I watched the first season of House of the Dragon. I liked it, despite repeated misogyny and body horror. I know it’s being done for a reason, but honestly, I could have done without it.
Finally, I watched Red Notice. Fun triple-heist, opposites attract/buddy comedy, long con, double cross, and double-double cross, with a little Indiana Jones thrown in. You’d think with so many tropes, the movie wouldn’t be coherent, but the writers dove into each trope with such gusto, it all worked. And Ryan Reynolds is always entertaining.
Moving on to the month in reading, I read Kazuo Ishiguro’s Klara and the Sun. It’s very Velveteen Rabbit and gave me the same feels. Klara is an artificial friend (AF) who is purchased for a young girl, Josie, by her mother. Josie is sick and needs Klara is ways most other children don’t need their AFs. Klara is solar powered but has a special relationship with the sun. She plans to cure Josie with the sun’s “special energy.”
But the mother has other reasons for purchasing Klara and as the mystery unravels and Josie gets sicker, Klara takes drastic measures to save her girl. The ending is bittersweet.
Then, I listened to The Sandman, Act III by Neil Gaiman. S&S Audio pulled out all the stops. Orchestral score, sound effects, actors like James MacAvoy. I can’t imagine how long it takes to produce these things, but bravo. And I loved it.

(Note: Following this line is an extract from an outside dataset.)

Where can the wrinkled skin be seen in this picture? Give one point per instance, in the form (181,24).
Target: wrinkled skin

Next up was Gail Carriger’s Changeless, the second in her Parasol Protectorate series. Alexia stops a humanizing “weapon” from being used to manipulate the supernatural world, but her friend Ivy elopes with an actor and, when it’s revealed she’s pregnant, her werewolf husband suspects her of infidelity, because supernaturals can’t procreate.
I also finished reading Tanya Huff’s The Future Falls. It’s the third in the Gale Women series, but I suspect that each book is fairly standalone. Essentially, Gale Seer Aunt Catharine (all the powerful women in the family are Aunts—the capital counts) Sees that an asteroid is going to strike Earth in an extinction-level event. The Gales can protect themselves, but Charlie wants to save the world. She’s kind of grown to like it, mostly because of the music.
And that was the month in this writer’s life.
Until next tipsday, the last for November, be well and stay safe; be kind and stay strong. The world needs your stories!